Member of the Newfoundland House of Assembly for Ferryland
- In office November 8, 1873 – November 9, 1878 Serving with Thomas Glen (1873–1874) James G. Conroy (1874–1878)
- Preceded by: Thomas Badcock
- Succeeded by: Daniel Greene

Personal details
- Born: 1845 St. John's, Newfoundland Colony
- Died: September 7, 1879 (aged 33–34) St.

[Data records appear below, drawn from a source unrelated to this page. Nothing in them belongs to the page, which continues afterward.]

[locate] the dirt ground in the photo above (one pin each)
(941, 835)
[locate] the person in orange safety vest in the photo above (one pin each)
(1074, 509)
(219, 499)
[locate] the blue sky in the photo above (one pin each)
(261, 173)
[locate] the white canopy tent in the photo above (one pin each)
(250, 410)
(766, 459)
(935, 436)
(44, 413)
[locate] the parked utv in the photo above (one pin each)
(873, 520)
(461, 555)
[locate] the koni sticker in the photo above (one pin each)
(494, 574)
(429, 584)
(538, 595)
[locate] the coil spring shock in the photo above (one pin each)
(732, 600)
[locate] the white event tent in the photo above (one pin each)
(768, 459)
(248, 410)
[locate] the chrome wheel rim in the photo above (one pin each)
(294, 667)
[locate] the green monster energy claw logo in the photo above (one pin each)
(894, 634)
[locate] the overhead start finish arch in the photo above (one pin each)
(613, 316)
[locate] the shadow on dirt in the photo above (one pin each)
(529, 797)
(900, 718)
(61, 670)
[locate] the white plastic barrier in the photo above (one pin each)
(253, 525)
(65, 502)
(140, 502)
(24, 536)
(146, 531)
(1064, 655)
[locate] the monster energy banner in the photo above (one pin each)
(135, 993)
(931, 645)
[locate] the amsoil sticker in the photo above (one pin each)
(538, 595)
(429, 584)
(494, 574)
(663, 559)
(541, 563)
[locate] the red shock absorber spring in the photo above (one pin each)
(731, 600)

John's, Newfoundland Colony
- Party: Anti-Confederation (1873–1874) Liberal (1874–1878)
- Spouse: Hannah Powers
- Occupation: Lawyer

= Richard Raftus =

Newfoundland politician (1845–1879)

Richard Raftus (1845 - September 7, 1879) was a lawyer and politician in Newfoundland. He represented Ferryland in the Newfoundland House of Assembly from 1874 to 1878.

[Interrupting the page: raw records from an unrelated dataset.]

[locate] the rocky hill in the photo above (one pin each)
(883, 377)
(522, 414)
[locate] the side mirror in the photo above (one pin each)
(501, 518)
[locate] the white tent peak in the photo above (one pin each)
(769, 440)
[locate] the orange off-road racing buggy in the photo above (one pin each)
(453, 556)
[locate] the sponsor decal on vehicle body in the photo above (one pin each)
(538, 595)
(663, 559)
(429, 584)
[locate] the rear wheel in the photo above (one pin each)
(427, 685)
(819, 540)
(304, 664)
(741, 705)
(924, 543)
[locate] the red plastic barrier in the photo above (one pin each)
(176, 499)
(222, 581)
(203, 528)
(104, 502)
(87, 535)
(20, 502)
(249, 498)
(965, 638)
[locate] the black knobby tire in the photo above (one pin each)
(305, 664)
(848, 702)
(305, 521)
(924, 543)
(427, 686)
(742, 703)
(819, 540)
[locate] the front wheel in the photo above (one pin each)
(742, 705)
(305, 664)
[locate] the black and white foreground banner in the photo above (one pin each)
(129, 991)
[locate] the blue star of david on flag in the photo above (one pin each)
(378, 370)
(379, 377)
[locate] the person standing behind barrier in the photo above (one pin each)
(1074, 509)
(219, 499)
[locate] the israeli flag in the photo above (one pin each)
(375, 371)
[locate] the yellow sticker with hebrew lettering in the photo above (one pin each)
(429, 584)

The son of Thomas Raftus and Mary Butler, he was born in St. John's and was educated at St. Bonaventure's College. Raftus studied law with Joseph Ignatius Little and was admitted to the Newfoundland bar in 1871. He married Hannah Powers. Raftus also wrote poetry and acted in local theatre.

He died suddenly at the age of 34 in St. John's.